Von dieser Möglichkeit bis Ende 2015 Rechnungen zu verschicken, haben nicht wenige Abwasserverbände Gebrauch gemacht und dies führte in den letzten Wochen zu teils großem Unmut in der Bevölkerung. Auf der Suche nach einem Kompromiss zwischen Bürgern und Verbänden hat sich am Dienstag, 31. Mai, erneut der Landtag mit dem Thema beschäftigt. Zur Diskussion standen zwei Entwürfe über ein Zweites Gesetz zur Änderung des Kommunalabgabengesetzes. 

Rund 85 000 Sachsen-Anhalter hatten zuletzt wenig zu lachen. Bei ihnen flatterten nachträgliche Beitragsbescheide ihres Abwasserverbandes ins Haus, über Kosten die teilweise Jahrzehnte zurücklagen.
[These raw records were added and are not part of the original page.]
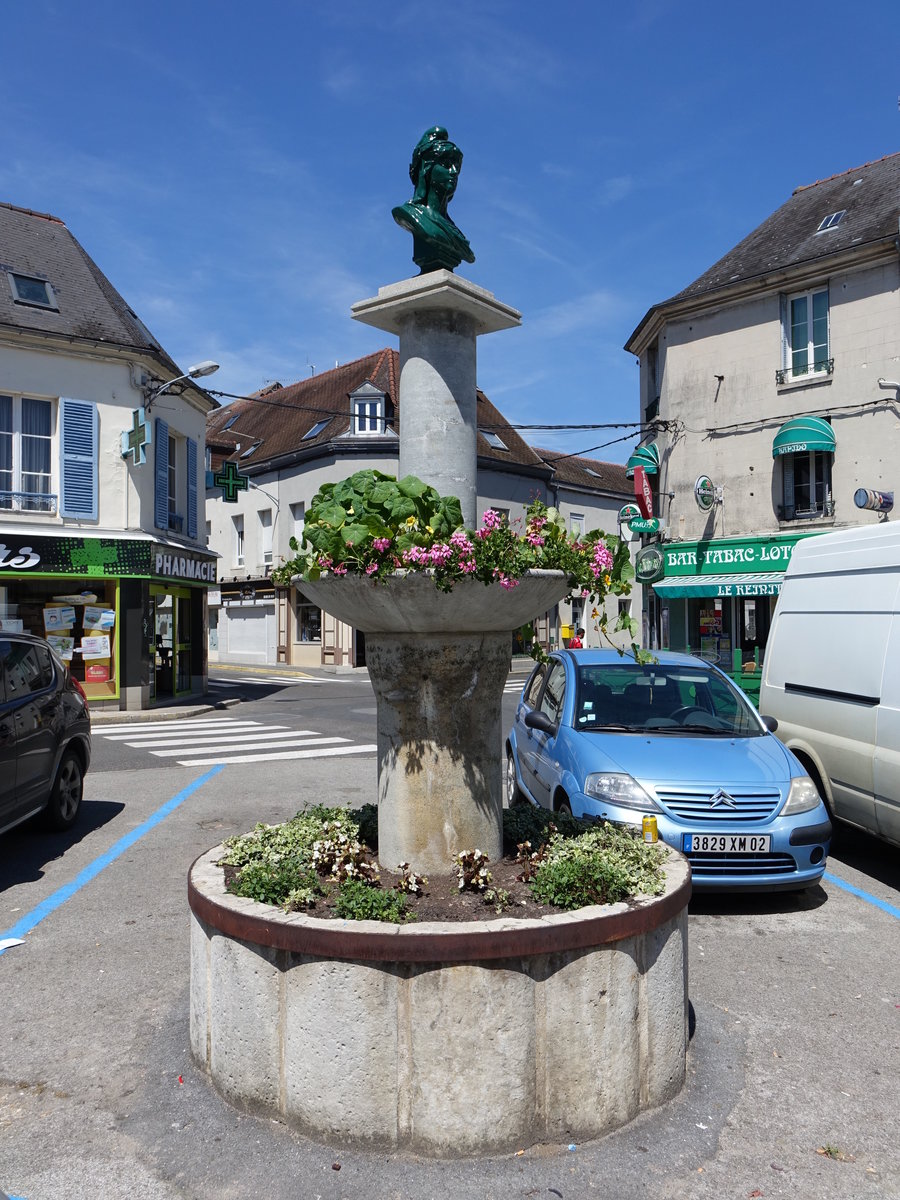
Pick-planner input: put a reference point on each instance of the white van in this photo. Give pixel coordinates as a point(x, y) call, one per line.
point(832, 671)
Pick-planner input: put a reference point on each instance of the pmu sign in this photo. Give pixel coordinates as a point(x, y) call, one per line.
point(643, 492)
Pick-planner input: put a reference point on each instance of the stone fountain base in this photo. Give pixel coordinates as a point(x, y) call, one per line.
point(444, 1039)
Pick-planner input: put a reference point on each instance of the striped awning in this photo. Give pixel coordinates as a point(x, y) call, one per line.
point(645, 456)
point(759, 585)
point(803, 433)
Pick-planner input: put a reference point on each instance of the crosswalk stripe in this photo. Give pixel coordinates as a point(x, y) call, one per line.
point(241, 748)
point(184, 732)
point(281, 756)
point(277, 731)
point(193, 723)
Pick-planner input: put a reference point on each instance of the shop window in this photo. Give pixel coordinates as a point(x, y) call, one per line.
point(309, 622)
point(79, 624)
point(807, 485)
point(25, 454)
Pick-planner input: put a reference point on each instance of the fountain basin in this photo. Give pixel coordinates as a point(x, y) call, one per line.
point(444, 1039)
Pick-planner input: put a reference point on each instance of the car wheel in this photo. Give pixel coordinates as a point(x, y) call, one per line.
point(65, 801)
point(514, 792)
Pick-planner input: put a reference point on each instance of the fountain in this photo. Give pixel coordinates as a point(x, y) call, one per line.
point(444, 1038)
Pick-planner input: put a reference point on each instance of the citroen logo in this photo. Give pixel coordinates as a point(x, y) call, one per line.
point(721, 799)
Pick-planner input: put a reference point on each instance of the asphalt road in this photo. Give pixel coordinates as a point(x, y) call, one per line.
point(793, 1063)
Foto: Daniel Ernst/fotolia.com

Linke für verbindliches Moratorium

Die Übergangsfrist habe einem „uneingeschränkten Abkassieren Tür und Tor geöffnet“, erklärte Kerstin Eisenreich (DIE LINKE). Dies belegten auch die Zahlen der Landesregierung, wonach bis zum 31. Dezember 2015 rund 85 000 Beitragsbescheide erlassen worden seien. Die Nachforderungen könnten sich auf rund 130 Millionen Euro belaufen, so die Linken-Abgeordnete. In der derzeitigen schwierigen finanziellen Lage würden sich Verbände und Kommunen gezwungen sehen, das Geld auch einzutreiben. Es gebe sogar Verbände, die mittlerweile Inkasso-Firmen beauftragt hätten.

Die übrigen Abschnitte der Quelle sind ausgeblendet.